No stranger to Provincetown, Vilanch, 59, performed last summer in a benefit for the New Provincetown Players organized by his friend Shawn Nightingale, the new owner of Vixen.

He was a big part of the Provincetown International Film Festival in 2000 when “Get Bruce,” a documentary about his career, premiered. He enjoyed the festivities that year with another gay bon vivant, John Waters, who was presenting a film at the Wellfleet Drive-in. The two quip-masters crossed career paths again in 2003 when Vilanch joined the national touring company of the mega-hit musical “Hairspray,” based on Waters’ popular movie. After touring with the show across the U.S. (Vilanch appeared in Boston at the Colonial Theater, a high point of the tour for him) Vilanch made his Broadway debut after Tony Award-winner Harvey Fierstein left the long-running show.

“I’d go back to ”˜Hairspray’ in a minute, but they’re not paying what they used to,” said Vilanch from his home in Los Angeles. “I’m actively looking for a stage role.
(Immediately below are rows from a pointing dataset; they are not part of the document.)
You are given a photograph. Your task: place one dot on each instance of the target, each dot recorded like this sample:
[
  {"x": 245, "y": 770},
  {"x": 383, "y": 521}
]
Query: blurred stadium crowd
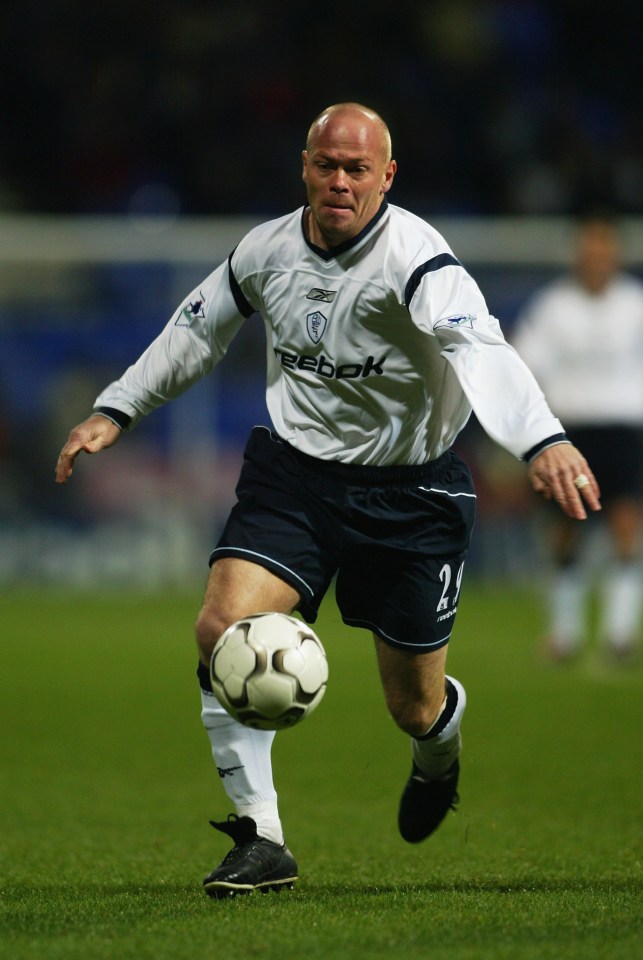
[{"x": 200, "y": 106}]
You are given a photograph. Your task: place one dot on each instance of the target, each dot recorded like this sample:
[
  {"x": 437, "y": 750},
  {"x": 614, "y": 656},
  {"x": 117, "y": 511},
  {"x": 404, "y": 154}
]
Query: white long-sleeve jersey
[
  {"x": 586, "y": 350},
  {"x": 377, "y": 351}
]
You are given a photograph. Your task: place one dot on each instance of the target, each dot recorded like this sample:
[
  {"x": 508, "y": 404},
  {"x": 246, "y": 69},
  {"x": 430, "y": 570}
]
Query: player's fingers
[{"x": 65, "y": 464}]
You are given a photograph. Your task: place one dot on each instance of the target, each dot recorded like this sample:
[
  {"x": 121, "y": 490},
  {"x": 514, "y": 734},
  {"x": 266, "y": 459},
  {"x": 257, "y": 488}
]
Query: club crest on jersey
[
  {"x": 195, "y": 308},
  {"x": 463, "y": 320},
  {"x": 315, "y": 325},
  {"x": 326, "y": 296}
]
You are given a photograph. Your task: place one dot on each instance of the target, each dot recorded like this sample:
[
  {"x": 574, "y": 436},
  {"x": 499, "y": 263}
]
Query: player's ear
[{"x": 389, "y": 174}]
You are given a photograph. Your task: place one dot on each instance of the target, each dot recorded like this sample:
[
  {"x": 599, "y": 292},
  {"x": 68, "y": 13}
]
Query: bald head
[
  {"x": 347, "y": 169},
  {"x": 339, "y": 115}
]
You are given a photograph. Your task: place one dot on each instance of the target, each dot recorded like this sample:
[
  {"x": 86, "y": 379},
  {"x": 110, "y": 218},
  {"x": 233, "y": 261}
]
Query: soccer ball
[{"x": 269, "y": 671}]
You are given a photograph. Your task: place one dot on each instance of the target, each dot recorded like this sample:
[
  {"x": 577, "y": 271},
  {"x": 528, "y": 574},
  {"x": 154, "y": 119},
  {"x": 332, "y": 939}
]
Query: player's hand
[
  {"x": 557, "y": 474},
  {"x": 94, "y": 434}
]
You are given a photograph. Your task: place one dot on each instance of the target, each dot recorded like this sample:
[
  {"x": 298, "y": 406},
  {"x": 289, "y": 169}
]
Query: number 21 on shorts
[{"x": 446, "y": 576}]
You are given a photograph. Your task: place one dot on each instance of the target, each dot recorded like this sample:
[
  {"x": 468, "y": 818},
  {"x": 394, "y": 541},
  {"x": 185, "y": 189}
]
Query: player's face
[
  {"x": 597, "y": 256},
  {"x": 347, "y": 171}
]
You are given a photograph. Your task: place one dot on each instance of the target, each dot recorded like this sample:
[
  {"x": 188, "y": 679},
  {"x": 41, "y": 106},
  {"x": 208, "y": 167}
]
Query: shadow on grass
[
  {"x": 89, "y": 891},
  {"x": 513, "y": 886}
]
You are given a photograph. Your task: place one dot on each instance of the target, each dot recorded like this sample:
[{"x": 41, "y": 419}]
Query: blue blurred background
[{"x": 138, "y": 142}]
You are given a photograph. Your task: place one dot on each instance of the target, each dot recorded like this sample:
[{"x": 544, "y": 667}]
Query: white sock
[
  {"x": 567, "y": 609},
  {"x": 622, "y": 601},
  {"x": 435, "y": 755},
  {"x": 242, "y": 756}
]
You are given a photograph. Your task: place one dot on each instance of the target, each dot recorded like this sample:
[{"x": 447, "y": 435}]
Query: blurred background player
[{"x": 582, "y": 336}]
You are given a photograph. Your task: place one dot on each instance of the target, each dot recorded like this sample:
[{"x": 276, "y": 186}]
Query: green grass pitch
[{"x": 107, "y": 788}]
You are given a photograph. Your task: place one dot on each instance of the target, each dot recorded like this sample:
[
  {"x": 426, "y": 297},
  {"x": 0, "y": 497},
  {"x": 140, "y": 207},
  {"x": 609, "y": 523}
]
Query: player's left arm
[
  {"x": 502, "y": 390},
  {"x": 561, "y": 473}
]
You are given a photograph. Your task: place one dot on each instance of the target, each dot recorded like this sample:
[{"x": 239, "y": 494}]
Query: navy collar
[{"x": 347, "y": 244}]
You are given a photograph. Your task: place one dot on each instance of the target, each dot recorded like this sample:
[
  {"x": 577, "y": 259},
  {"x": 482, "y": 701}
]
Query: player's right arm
[
  {"x": 94, "y": 434},
  {"x": 189, "y": 346}
]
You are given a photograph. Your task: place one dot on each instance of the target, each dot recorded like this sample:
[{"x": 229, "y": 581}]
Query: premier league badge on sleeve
[{"x": 193, "y": 309}]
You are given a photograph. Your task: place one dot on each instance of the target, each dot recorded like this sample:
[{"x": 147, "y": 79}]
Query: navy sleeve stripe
[
  {"x": 245, "y": 309},
  {"x": 118, "y": 417},
  {"x": 549, "y": 442},
  {"x": 435, "y": 263}
]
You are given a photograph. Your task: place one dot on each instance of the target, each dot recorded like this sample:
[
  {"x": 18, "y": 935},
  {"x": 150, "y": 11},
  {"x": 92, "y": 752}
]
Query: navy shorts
[{"x": 394, "y": 537}]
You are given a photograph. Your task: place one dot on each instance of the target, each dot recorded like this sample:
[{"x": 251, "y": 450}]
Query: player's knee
[
  {"x": 414, "y": 717},
  {"x": 208, "y": 628}
]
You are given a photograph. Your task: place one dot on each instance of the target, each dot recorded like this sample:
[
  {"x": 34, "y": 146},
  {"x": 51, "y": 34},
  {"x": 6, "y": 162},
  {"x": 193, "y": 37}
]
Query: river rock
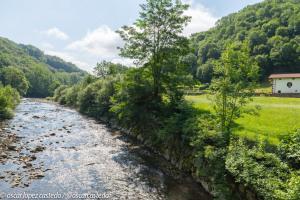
[
  {"x": 3, "y": 155},
  {"x": 12, "y": 147},
  {"x": 37, "y": 149}
]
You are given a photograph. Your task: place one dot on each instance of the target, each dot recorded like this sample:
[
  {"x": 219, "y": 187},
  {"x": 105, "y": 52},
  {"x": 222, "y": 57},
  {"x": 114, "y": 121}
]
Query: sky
[{"x": 83, "y": 31}]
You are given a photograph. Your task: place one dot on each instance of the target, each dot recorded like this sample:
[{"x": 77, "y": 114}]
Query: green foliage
[
  {"x": 15, "y": 78},
  {"x": 290, "y": 149},
  {"x": 272, "y": 28},
  {"x": 236, "y": 74},
  {"x": 104, "y": 69},
  {"x": 155, "y": 40},
  {"x": 43, "y": 73},
  {"x": 133, "y": 103},
  {"x": 264, "y": 172},
  {"x": 9, "y": 99}
]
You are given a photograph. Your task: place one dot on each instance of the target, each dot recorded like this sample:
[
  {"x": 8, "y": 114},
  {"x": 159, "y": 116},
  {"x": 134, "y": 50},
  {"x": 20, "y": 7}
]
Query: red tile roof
[{"x": 284, "y": 76}]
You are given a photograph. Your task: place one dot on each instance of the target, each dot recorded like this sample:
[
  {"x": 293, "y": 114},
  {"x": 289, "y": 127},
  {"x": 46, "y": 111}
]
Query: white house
[{"x": 285, "y": 83}]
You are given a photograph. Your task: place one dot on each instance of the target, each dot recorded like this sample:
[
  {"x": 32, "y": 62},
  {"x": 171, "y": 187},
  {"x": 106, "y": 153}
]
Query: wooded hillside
[
  {"x": 272, "y": 28},
  {"x": 42, "y": 73}
]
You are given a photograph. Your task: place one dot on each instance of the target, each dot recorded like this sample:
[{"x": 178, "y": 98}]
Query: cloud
[
  {"x": 47, "y": 45},
  {"x": 102, "y": 42},
  {"x": 202, "y": 18},
  {"x": 56, "y": 33},
  {"x": 69, "y": 58}
]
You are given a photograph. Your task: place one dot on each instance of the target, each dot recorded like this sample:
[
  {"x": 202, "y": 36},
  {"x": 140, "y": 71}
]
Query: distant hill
[
  {"x": 43, "y": 72},
  {"x": 272, "y": 29},
  {"x": 54, "y": 62}
]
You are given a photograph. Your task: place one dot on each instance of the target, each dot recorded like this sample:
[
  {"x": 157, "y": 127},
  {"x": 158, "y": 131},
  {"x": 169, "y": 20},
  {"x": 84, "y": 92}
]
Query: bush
[
  {"x": 9, "y": 99},
  {"x": 263, "y": 172},
  {"x": 290, "y": 149}
]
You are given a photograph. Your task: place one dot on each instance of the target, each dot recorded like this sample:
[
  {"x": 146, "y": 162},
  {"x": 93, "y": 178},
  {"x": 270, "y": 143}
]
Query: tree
[
  {"x": 155, "y": 40},
  {"x": 106, "y": 68},
  {"x": 15, "y": 78},
  {"x": 233, "y": 85}
]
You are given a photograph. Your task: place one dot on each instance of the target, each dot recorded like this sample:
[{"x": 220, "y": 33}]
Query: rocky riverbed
[{"x": 47, "y": 148}]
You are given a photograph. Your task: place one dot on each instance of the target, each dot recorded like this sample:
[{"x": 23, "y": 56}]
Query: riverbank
[{"x": 76, "y": 154}]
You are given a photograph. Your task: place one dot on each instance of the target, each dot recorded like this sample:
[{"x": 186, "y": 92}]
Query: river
[{"x": 47, "y": 149}]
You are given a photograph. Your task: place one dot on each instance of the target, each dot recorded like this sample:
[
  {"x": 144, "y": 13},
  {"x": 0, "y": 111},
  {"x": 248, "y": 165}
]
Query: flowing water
[{"x": 47, "y": 149}]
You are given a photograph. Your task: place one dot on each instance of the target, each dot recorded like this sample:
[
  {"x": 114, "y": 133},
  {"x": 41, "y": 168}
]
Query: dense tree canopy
[
  {"x": 272, "y": 29},
  {"x": 155, "y": 40},
  {"x": 15, "y": 78},
  {"x": 33, "y": 73}
]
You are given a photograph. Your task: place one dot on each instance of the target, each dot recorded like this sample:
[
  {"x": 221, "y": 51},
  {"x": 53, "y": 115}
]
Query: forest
[
  {"x": 272, "y": 30},
  {"x": 149, "y": 101}
]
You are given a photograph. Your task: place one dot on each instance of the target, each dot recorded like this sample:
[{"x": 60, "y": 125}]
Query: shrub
[{"x": 9, "y": 99}]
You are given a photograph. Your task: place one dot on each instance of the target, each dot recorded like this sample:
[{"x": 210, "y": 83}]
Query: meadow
[{"x": 276, "y": 117}]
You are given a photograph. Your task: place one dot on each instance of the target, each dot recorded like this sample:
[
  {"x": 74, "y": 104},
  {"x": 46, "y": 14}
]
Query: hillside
[
  {"x": 44, "y": 73},
  {"x": 272, "y": 29}
]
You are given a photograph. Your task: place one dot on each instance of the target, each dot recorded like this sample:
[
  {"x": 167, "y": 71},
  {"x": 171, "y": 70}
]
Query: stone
[
  {"x": 12, "y": 147},
  {"x": 37, "y": 149}
]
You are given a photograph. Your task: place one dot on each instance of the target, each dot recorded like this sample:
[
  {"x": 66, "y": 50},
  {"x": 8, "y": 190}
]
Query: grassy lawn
[{"x": 277, "y": 117}]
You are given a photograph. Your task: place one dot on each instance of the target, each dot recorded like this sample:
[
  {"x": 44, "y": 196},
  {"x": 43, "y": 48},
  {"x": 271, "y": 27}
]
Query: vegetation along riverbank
[
  {"x": 198, "y": 138},
  {"x": 236, "y": 143}
]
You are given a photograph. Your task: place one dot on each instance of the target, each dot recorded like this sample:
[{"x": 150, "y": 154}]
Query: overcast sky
[{"x": 83, "y": 31}]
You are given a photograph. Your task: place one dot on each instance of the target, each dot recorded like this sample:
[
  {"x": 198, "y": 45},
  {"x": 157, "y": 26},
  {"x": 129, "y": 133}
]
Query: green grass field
[{"x": 277, "y": 117}]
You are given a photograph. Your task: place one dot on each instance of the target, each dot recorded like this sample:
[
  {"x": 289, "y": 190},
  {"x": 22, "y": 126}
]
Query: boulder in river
[
  {"x": 12, "y": 147},
  {"x": 37, "y": 149}
]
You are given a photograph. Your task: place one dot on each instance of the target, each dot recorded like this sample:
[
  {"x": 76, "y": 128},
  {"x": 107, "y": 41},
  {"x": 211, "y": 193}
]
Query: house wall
[{"x": 281, "y": 85}]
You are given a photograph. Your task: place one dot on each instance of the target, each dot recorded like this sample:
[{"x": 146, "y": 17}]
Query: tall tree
[
  {"x": 155, "y": 40},
  {"x": 233, "y": 85}
]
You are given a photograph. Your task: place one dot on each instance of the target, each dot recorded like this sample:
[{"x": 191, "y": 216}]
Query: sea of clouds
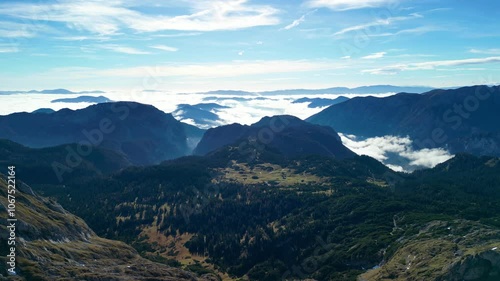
[{"x": 394, "y": 151}]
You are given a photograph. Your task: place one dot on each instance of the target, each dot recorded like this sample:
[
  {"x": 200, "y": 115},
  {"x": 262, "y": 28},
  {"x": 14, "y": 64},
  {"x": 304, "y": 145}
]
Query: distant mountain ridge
[
  {"x": 288, "y": 134},
  {"x": 321, "y": 102},
  {"x": 51, "y": 91},
  {"x": 461, "y": 120},
  {"x": 88, "y": 99},
  {"x": 374, "y": 89},
  {"x": 143, "y": 133}
]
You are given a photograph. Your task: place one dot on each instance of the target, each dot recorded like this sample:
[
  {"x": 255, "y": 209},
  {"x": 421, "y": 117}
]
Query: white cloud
[
  {"x": 218, "y": 70},
  {"x": 427, "y": 157},
  {"x": 295, "y": 23},
  {"x": 123, "y": 49},
  {"x": 385, "y": 148},
  {"x": 165, "y": 48},
  {"x": 377, "y": 23},
  {"x": 375, "y": 56},
  {"x": 109, "y": 17},
  {"x": 487, "y": 51},
  {"x": 8, "y": 48},
  {"x": 394, "y": 69},
  {"x": 343, "y": 5}
]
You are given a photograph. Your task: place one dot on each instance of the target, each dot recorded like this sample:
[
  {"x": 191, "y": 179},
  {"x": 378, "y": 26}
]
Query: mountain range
[
  {"x": 53, "y": 244},
  {"x": 89, "y": 99},
  {"x": 374, "y": 89},
  {"x": 269, "y": 217},
  {"x": 287, "y": 134},
  {"x": 281, "y": 199},
  {"x": 460, "y": 120},
  {"x": 143, "y": 133}
]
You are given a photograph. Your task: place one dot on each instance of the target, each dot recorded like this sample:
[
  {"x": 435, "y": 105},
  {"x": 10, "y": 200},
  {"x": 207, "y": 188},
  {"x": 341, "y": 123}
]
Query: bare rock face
[
  {"x": 483, "y": 266},
  {"x": 444, "y": 251},
  {"x": 53, "y": 244}
]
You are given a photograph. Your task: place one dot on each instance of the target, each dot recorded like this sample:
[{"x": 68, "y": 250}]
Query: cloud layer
[{"x": 396, "y": 152}]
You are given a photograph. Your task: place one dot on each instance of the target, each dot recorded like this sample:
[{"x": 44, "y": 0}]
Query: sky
[{"x": 201, "y": 45}]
I’ve had a few false starts. It’s hard to find the right role. All the Zero Mostel revivals have already been done with Nathan Lane.”

With a cherubic smile under a fuzzy beard, mop of unruly hair, and his trademark eccentric eyewear and T-shirts, Vilanch endeared himself to middle America during his tenure on “Hollywood Squares” from 1998 to 2003. Hired by pal Goldberg as the game show’s head writer, Vilanch soon earned a spot as a “square” and became popular with viewers for his Paul Lynde-esque double entendres and jokes far gayer than anything Lynde could get away with back in the day. Vilanch often did battle with the network censors over the friskier material, and he often won.

“The success of ”˜Squares’ was nine celebrities having a party,” says Vilanch, noting that such success has been difficult for other game show revivals, such as “The Match Game” and “To Tell the Truth,” to replicate. “I think ”˜What’s My Line’ would work today but there’s nothing quite like ”˜Squares,’” he says. The game show he’d most like to bring back, he says, is “Masquerade Party,” a popular 1950s show that featured a panel of celebrities that questioned another celebrity in disguise.

Vilanch’s own tastes in television include police procedurals such as “Law & Order,” “CSI” and “The Closer,” along with “Mad Men” and Showtimes’ “Weeds” and “The Tudors.”

As the writer for variety shows like the original “Donny and Marie” and “The Brady Bunch Hour,” Vilanch laments that except for awards and chat shows, variety has all but disappeared from TV, except for “reality” competitions like “Dancing with the Stars” and “American Idol.” Vilanch doubts that today’s 500-channel universe would welcome a non-competitive variety hour. “What made variety so special was that audiences saw performers that they could not see anywhere else,” he says. “Now you can see the Jonas Brothers seven days a week, on Regis then Ellen and then on Martha Stewart. There’s no scarcity anymore.”

But show biz aficionados can relive glory days past and present this weekend at Vixen through Vilanch’s unique, and very funny, perspective.